Si la vraie sociabilité des sentiments est la condition d’un naturalisme digne de ce nom, le réaliste, en voulant être d’une froideur absolue, arrive à être partial. Il prend son point d’appui dans les natures antipathiques, au lieu de le prendre dans les natures sympathiques. Zola n’est-il pas allé jusqu’à prétendre que le « personnage sympathique » était une invention des idéalistes qui ne se rencontre presque jamais dans la vie[1] ? Vraiment, il n’a pas eu de bonheur dans ses rencontres.

La seule excuse des réalistes, de Zola comme de Balzac, c’est qu’ils ont voulu peindre surtout les hommes dans leurs rapports sociaux ; c’est qu’ils ont fait surtout des romans « sociologiques ». Or, le milieu social, examiné non dans les apparences extérieures, mais dans la réalité, est une continuation de la lutte pour la vie qui règne dans les espèces animales. De peuple à peuple, chacun sait comment on se traite. D’individu à individu, la compétition est moins terrible, mais plus continuelle : ce n’est plus l’extermination, mais c’est la concurrence sous toutes ses formes. En outre, on n’est jamais sûr de trouver chez les autres les vertus ou l’honnêteté qu’on désirerait ; il en résulte qu’on craint d’être dupe, et on hurle avec les loups. Pourtant, il ne faut pas exagérer cette part de la compétition dans les relations sociales : il y a aussi, de tous côtés, coopération. Et c’est justement ce que les réalistes négligent.

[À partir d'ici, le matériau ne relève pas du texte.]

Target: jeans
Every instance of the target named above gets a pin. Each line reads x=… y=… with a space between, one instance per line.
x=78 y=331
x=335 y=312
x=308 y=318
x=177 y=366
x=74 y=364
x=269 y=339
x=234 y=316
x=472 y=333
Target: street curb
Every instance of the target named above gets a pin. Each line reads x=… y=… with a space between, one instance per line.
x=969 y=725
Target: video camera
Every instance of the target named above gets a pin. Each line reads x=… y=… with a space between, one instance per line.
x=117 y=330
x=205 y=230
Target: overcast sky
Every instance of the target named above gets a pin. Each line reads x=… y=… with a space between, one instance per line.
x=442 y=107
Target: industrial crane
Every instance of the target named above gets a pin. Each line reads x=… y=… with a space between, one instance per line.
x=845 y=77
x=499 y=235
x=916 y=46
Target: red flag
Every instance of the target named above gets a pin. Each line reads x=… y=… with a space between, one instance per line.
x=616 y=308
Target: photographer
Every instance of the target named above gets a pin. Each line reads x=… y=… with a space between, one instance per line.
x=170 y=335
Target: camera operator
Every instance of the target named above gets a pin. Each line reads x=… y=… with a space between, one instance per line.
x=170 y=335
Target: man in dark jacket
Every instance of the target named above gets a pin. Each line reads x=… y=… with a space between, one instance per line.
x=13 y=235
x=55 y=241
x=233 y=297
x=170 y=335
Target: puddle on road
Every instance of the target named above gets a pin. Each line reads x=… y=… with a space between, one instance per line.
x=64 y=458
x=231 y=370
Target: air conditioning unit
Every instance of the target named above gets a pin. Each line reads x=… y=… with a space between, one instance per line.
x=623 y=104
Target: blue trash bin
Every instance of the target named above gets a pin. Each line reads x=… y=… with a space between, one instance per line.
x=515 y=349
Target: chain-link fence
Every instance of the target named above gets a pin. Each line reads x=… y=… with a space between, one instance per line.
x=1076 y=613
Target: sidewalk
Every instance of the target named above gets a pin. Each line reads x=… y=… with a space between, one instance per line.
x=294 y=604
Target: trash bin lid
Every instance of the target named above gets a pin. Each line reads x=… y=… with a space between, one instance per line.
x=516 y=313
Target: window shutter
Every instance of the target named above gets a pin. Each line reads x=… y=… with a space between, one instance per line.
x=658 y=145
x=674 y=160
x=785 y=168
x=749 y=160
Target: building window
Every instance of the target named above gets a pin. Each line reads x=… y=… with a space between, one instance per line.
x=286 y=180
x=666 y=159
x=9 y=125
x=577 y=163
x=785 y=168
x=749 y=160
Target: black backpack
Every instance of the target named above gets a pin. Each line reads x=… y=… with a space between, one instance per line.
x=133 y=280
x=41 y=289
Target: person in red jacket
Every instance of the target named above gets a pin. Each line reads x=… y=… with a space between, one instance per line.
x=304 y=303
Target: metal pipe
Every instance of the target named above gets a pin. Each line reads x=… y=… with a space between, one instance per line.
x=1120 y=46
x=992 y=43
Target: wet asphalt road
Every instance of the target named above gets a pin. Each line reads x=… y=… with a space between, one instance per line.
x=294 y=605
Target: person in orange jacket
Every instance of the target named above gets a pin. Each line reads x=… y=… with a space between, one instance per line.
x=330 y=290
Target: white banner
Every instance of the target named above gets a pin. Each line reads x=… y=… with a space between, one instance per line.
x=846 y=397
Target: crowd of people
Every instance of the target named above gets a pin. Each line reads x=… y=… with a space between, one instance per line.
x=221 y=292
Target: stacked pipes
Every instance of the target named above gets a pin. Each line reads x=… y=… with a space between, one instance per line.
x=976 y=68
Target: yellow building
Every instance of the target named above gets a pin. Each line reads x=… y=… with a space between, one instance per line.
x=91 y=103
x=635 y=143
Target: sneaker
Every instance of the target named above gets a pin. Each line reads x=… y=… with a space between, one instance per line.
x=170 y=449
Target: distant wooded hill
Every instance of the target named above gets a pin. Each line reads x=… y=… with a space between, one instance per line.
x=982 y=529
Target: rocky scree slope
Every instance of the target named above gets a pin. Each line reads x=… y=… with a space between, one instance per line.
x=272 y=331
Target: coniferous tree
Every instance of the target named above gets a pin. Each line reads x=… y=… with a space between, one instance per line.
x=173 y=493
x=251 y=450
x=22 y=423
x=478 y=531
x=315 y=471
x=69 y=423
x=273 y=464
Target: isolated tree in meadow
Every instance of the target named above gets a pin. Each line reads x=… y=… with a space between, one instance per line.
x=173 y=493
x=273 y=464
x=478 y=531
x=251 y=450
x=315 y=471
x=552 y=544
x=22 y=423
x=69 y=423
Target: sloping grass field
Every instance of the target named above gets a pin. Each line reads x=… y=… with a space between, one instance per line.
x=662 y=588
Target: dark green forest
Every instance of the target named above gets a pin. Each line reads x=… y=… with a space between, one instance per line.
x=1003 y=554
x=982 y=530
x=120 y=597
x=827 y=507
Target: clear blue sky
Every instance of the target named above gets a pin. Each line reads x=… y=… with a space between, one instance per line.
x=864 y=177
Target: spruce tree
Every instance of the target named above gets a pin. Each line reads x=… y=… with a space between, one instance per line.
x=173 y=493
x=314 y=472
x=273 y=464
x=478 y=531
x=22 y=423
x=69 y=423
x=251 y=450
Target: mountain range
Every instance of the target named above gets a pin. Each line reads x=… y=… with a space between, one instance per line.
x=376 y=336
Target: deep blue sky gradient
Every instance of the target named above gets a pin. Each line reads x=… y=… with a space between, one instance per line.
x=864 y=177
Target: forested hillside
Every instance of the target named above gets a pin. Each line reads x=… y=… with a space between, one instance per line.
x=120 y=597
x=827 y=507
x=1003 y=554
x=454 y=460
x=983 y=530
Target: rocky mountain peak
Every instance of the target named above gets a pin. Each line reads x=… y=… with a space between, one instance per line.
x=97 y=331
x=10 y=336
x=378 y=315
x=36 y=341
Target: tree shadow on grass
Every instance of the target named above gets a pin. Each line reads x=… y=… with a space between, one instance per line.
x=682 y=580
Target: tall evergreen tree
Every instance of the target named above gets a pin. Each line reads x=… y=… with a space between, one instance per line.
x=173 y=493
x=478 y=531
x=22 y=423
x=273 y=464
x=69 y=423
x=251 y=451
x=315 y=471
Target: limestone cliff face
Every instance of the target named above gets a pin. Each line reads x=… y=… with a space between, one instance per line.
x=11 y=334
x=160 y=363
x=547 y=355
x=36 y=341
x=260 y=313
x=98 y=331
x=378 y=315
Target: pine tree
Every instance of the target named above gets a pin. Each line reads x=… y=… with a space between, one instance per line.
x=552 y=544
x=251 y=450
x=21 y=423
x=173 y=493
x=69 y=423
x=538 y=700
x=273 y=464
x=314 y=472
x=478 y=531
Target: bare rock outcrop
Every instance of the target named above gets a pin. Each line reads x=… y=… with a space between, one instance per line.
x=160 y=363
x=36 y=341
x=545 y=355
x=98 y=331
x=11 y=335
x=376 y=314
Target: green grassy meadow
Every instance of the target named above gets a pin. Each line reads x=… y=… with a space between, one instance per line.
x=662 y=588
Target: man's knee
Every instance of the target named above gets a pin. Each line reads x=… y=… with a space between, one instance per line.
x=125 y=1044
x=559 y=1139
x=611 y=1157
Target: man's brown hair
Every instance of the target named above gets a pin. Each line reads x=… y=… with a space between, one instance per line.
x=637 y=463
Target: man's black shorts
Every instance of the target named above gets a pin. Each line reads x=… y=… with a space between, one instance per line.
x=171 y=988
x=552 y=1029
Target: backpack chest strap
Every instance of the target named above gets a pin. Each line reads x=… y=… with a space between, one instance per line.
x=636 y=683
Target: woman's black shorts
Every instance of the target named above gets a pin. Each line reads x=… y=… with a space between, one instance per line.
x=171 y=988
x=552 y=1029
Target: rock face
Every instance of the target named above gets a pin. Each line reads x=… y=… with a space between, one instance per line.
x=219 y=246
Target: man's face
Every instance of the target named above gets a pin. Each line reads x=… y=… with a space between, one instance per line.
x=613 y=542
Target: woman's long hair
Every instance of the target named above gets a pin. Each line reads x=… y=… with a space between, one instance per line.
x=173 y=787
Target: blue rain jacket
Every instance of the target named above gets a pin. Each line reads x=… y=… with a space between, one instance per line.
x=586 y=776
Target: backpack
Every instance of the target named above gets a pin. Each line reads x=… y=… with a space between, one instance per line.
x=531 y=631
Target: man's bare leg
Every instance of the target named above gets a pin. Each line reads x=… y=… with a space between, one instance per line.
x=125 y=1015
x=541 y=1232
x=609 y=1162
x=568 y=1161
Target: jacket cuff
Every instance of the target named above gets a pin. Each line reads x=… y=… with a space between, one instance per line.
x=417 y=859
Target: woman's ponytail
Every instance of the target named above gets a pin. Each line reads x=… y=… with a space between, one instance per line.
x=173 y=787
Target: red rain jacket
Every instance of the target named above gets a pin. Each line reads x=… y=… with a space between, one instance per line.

D’après Tourgueniev, un bon récit de roman doit, afin de reproduire les couches diverses de la société, se distribuer pour ainsi dire en trois plans superposés. Au premier de ces trois plans appartiennent, — et c’est aussi leur place dans la vie, — les créatures très distinguées, exemplaires tout à fait réussis et par conséquent typiques de toute une espèce sociale. Au second plan se trouvent les créatures moyennes, telles que la nature et la société en fournissent à foison ; au troisième plan les grotesques et les avortés, inévitable déchet de la cruelle expérience. Toute règle, en matière d’art, ne saurait avoir rien d’absolu, c’est ici ou jamais que l’exception la con-

  1. Le Roman naturaliste, p. 309.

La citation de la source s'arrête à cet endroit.